The more people ask for it the easier it will be to prioritise

Just chiming in here that I'd also really like async sypport.

As a user of the trio async-framework it would be great if you could also support that (it is supported by httpx).

To support users of both asyncio and trio you need to not use any asyncio primitives directly (asymc/await are fine) but instead use the equivalent functionality provided by the AnyIO library (this is how httpx provides support for both frameworks).

Using AnyIO automatically gives you support for both async-frameworks and has the additional benefit of providing a clean structured-concurrency (SC) api which should be easier to develop against than asyncio.

Many of the ideas developed by trio are now considered best practice for writing async code. Notably, the asyncio.TaskGroup is modelled off Trio's Nursery construct. asyncio.TaskGroup is only available on 3.11 but by using AnyIO you can use modern async constructs in earlier Python versions.

dhirschfeld avatar Jan 10 '24 03:01 dhirschfeld

Thanks for the signal, everyone. This feature is now being developed. I'll post updates on this issue as we move closer to release. Pull requests implementing this behaviour should begin to pop up in the next couple weeks.

@susodapop checking in to see if you can share the latest status/ETA?

hayescode avatar Apr 08 '24 13:04 hayescode

Hi there! Any updates on this?

joarobles avatar May 08 '24 15:05 joarobles

Adding async support is not trivial.

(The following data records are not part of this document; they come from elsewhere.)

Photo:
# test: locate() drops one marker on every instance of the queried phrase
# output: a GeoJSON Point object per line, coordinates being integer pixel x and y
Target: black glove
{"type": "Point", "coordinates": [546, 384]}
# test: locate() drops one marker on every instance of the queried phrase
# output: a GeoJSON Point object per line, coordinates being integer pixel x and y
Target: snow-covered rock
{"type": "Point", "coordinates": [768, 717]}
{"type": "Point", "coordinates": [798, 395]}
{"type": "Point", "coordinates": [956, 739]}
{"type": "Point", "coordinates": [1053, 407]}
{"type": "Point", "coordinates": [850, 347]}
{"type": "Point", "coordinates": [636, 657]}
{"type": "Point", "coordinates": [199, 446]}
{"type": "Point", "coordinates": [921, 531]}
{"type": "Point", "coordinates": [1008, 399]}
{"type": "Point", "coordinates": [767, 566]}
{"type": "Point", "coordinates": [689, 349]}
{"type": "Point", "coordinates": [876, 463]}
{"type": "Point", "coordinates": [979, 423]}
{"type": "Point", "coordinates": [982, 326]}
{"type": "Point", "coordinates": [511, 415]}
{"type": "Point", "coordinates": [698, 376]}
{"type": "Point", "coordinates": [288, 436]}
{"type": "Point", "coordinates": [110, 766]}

We need to prioritize and do the design. There is no ETA to provide at this time.

yunbodeng-db avatar May 08 '24 16:05 yunbodeng-db

Also interested in async/await support 🙏🏻

belligiu avatar May 08 '24 16:05 belligiu

Hi @yunbodeng-db, I understand async support is non trivial but is this even being considered at the time?

joarobles avatar Jun 11 '24 15:06 joarobles

Hi @yunbodeng-db, I understand async support is non trivial but is this even being considered at the time?

Not the async APIs at this moment, but it's possible to expose an async handler for the client to poll the status of a long running query. I cannot provide an ETA yet.

yunbodeng-db avatar Jun 11 '24 16:06 yunbodeng-db